I was wondering why I got 5 fps drop in performance when I started to use textures of width 12 pixels (because of mipmapping) instead of width 8 pixels. LPC11U68 should have 1 cycle multiplication, so it should be no problem. Except that it is. I have following calculation in the inner loop of the “Mode7” bitmap transformation function.
So GCC is using a combination of shifts and add to produce multiplication of 12, instead of using the mul instruction. This is something @FManga has mentioned before.
So the question is: how can we force GCC to use the mul instruction?
If constants are replaced with variables, it will force compiler to use MULS:
[Note that multiplying two variables together will cause the generation of a MULS instruction, as in such cases the compiler has no way of knowing what combination of add/shifts to use.]
Good point. I tested it and it indeed looked to use the muls instruction. Of course it can affect optimization also otherwise as the value is not const any more.

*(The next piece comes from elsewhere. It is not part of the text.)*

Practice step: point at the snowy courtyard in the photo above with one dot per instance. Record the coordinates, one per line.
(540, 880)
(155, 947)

It still would like to find a generic solution, so that I could squeeze out some cycles without tricking the compiler case by case.
That’s a shame, because now we cannot (fully) benefit from the 1 cycle multiplication (!). The options are to try to avoid NPOT multiplication in the inner loops, or when that is inevitable, code inline assembler.

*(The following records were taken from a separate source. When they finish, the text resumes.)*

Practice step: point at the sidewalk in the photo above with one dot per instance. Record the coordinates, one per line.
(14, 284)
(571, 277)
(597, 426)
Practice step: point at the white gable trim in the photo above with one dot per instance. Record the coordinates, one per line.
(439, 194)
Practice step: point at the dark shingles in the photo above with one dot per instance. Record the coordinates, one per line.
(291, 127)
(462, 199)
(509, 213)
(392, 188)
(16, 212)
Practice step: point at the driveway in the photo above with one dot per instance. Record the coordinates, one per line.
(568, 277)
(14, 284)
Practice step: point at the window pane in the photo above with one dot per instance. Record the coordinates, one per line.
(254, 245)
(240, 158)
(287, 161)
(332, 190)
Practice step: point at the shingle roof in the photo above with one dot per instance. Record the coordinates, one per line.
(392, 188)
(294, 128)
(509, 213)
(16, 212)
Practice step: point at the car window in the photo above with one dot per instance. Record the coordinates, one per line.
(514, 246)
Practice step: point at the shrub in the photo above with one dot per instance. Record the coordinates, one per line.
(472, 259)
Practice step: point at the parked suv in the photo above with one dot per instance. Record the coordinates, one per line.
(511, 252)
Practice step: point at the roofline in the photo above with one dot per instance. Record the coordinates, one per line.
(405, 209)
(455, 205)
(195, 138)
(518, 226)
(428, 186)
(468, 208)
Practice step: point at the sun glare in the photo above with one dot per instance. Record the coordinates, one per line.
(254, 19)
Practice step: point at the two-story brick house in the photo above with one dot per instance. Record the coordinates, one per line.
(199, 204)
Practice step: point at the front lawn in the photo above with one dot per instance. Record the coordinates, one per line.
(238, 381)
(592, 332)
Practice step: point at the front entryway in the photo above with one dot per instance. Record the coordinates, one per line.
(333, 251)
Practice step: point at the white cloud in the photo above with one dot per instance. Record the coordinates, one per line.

For this particular case I can avoid the problem by putting mipmaps under the original texture (total size:8x12 pixels) instead of the right side (12x8 pixels), because I need only the bitmap width in the inner loop.

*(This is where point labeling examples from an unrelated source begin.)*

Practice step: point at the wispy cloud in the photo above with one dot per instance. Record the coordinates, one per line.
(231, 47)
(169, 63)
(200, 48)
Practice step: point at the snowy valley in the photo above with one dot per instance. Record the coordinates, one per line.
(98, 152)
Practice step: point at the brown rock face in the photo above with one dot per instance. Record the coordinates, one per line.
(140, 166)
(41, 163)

Or could we make an own MULS macro or inline function for integer multiplication (implemented in inline assembler) that can be used instead of ‘*’? It would be interesting to see how the optimizer handles it
Edit: I can also check if there is newer EmBitz version available with updated GCC.
multiplying a constant with a variable is (relatively) slow, unless the constant is POT (power-of-two).
The option for the latter is to use a constant as variable, but it is not as fast as the POT option, even if the memory access is really fast (1 cycle iirc). The optimizer can do better job with constants as the instruction pipeline can be filled more efficiently.